Masculine and feminine polarity is one of the strongest natural forces shaping desire. Most people are drawn to an opposite complement. Polarity creates charge. Erase it, and the current dies. That’s why so many relationships lose their spark when both partners try to blend into the same middle ground.

But the answer isn’t to rigidly cling to outdated roles. The answer is to master your core disposition and then selectively borrow traits from the other side.

A man who leads with strength but can show vulnerability in rare, intimate moments? That’s a unicorn.
A woman who radiates warmth but can draw a sword when necessary? Also a unicorn.

These are not contradictions. They are mastery. It’s the full use of a psychological toolkit most people never unlock.

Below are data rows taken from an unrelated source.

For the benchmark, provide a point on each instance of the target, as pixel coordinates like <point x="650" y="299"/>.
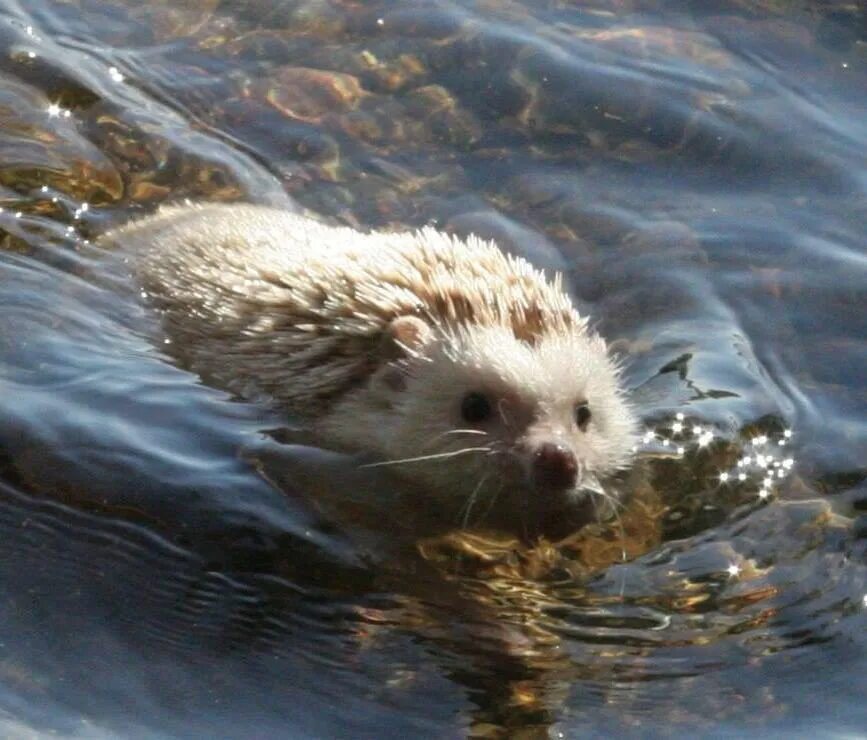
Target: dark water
<point x="699" y="170"/>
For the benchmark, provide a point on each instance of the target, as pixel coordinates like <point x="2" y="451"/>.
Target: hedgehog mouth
<point x="557" y="512"/>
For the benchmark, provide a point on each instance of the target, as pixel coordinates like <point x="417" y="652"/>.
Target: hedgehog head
<point x="492" y="422"/>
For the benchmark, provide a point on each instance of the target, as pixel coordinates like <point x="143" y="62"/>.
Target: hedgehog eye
<point x="475" y="407"/>
<point x="582" y="415"/>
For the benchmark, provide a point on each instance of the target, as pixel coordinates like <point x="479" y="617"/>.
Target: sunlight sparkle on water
<point x="759" y="471"/>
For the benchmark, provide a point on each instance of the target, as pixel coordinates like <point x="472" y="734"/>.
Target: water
<point x="171" y="568"/>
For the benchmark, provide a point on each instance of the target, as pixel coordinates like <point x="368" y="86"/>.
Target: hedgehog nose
<point x="554" y="467"/>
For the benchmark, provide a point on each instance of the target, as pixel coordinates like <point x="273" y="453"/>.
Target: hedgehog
<point x="463" y="369"/>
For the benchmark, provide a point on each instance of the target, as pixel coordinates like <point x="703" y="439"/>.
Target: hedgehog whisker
<point x="480" y="432"/>
<point x="615" y="504"/>
<point x="467" y="508"/>
<point x="422" y="458"/>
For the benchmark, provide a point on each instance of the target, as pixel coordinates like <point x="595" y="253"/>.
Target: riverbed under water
<point x="171" y="567"/>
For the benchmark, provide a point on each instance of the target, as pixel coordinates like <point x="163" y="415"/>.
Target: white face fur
<point x="483" y="408"/>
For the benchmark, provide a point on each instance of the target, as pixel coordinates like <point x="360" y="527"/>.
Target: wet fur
<point x="374" y="339"/>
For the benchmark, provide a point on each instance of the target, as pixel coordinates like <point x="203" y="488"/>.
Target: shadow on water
<point x="173" y="567"/>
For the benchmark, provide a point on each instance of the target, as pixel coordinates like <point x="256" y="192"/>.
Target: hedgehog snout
<point x="554" y="467"/>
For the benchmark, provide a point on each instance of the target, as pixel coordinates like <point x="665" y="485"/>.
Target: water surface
<point x="172" y="568"/>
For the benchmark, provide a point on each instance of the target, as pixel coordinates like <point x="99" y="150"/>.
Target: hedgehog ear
<point x="405" y="336"/>
<point x="408" y="334"/>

That’s why I’ve started scrapping the word “gender” in my work, and replacing it with “disposition.” Gender is political. Disposition is personal. It’s not about conforming to your sex, your era, or your cultural context. It’s about tuning your life to what actually feels true, and then building your relationships, your rituals, and your tribe around that truth.

Because when you’re surrounded by people who accept your disposition, whether it’s mainstream or rare, you become more you. And the Tribe becomes more whole.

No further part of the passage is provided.